L’agence de publicité Dentsu divulgue un plan en huit points pour améliorer son environnement de travail après le suicide d'un employé.

Le géant japonais de la publicité Dentsu Inc. a annoncé que lumières dans leurs bureaux s’éteindront à 22 heures et ordonnerait aux employés de prendre des vacances régulièrement. Une solution prise à la suite du suicide d'un employé qui a déclenché une enquête criminelle du gouvernement. Afin d’améliorer l’environnement de travail, un plan en huit points en guise de mesures à prendre a été révélé jeudi au milieu d'une discussion au Japon sur la réduction de l'éthique de travail extrême au sein de nombreux bureaux d'entreprise.

Le jour de Noël de l’année dernière, une femme âgée de 24 ans travaillant pour Dentsu a sauté d'un dortoir d'entreprise après avoir enregistré plus de 100 heures supplémentaires dans le mois précédant sa mort. Le suicide a été reconnu par les responsables comme étant un cas de karoshi - un terme japonais signifiant la mort par le surmenage - et a conduit les inspecteurs à fouiller les bureaux de Dentsu en octobre dernier pour vérifier si les pratiques de travail illégales étaient répandues. La procédure pénale continue et aucune accusation n'a été déposée.

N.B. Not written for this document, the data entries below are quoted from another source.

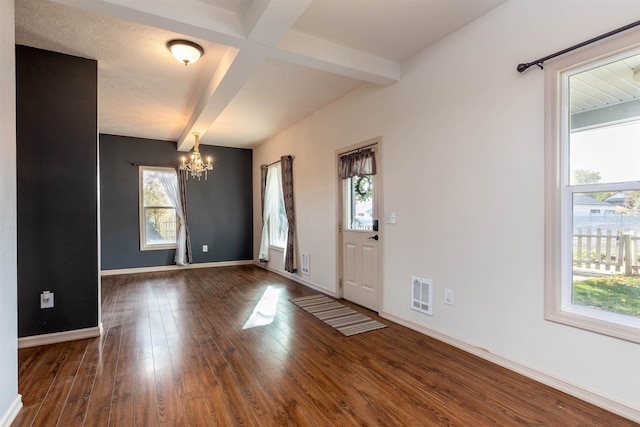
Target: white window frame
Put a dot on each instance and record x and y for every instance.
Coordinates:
(142, 216)
(558, 194)
(274, 216)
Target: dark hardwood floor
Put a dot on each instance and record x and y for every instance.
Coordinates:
(178, 350)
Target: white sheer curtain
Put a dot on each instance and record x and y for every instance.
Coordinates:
(271, 195)
(170, 183)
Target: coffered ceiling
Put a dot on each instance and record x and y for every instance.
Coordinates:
(267, 63)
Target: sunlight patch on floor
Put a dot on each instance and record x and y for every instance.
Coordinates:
(264, 312)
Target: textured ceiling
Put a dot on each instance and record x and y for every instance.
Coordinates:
(267, 63)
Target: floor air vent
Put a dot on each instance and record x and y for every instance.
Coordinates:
(422, 295)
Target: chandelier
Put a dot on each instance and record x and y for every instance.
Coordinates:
(196, 166)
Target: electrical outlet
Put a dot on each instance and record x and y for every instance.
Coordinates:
(448, 296)
(46, 299)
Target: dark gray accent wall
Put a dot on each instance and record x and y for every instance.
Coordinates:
(219, 209)
(57, 190)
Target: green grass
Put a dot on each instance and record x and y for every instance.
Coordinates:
(616, 294)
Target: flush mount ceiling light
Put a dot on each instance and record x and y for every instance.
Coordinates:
(185, 51)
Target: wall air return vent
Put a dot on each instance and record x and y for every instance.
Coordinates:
(422, 295)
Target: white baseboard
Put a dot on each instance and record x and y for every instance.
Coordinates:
(57, 337)
(172, 267)
(530, 372)
(298, 279)
(12, 412)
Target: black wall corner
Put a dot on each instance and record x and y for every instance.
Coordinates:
(219, 209)
(57, 191)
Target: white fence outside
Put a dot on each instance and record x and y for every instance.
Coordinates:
(606, 251)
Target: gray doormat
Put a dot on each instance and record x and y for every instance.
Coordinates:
(337, 315)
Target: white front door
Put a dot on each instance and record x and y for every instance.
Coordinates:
(360, 241)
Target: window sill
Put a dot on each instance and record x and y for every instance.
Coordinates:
(157, 247)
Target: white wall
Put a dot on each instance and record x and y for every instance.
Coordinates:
(461, 129)
(9, 400)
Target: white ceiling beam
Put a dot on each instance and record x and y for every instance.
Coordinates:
(197, 19)
(267, 21)
(264, 31)
(231, 75)
(314, 52)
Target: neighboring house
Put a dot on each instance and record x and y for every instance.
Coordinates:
(588, 206)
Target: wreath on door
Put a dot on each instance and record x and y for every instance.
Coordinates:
(363, 188)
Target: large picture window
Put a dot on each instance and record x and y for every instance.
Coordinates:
(593, 193)
(158, 219)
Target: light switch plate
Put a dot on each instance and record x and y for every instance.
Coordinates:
(46, 299)
(389, 217)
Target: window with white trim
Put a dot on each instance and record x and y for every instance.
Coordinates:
(278, 224)
(592, 277)
(158, 219)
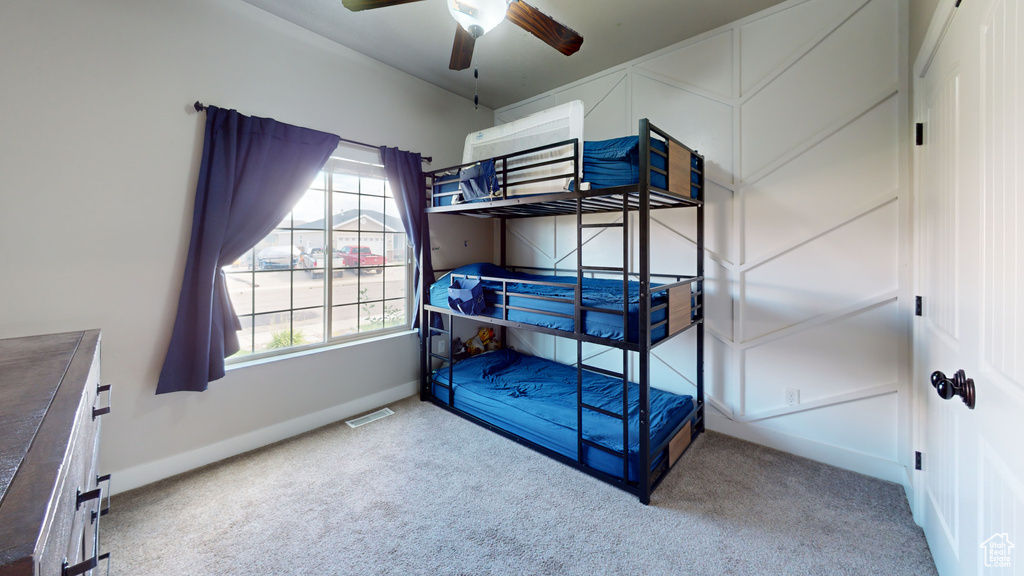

Selon la firme japonaise, le plan annoncé devrait «redéfinir la culture de l’entreprise» pour assurer de meilleures conditions pour les employés. Ces dernières semaines, les heures supplémentaires ont été réduites et certains principes encourageant le travail acharné conçu par un ancien président, Hideo Yoshida, vont être vus supprimer. Ces principes, écrits en 1951 et précédemment présentés dans des cahiers délivrés aux employés, incluent un texte encourageant les employés de ne jamais abandonner une tâche : « Ne lâche pas, même si tu en meurs».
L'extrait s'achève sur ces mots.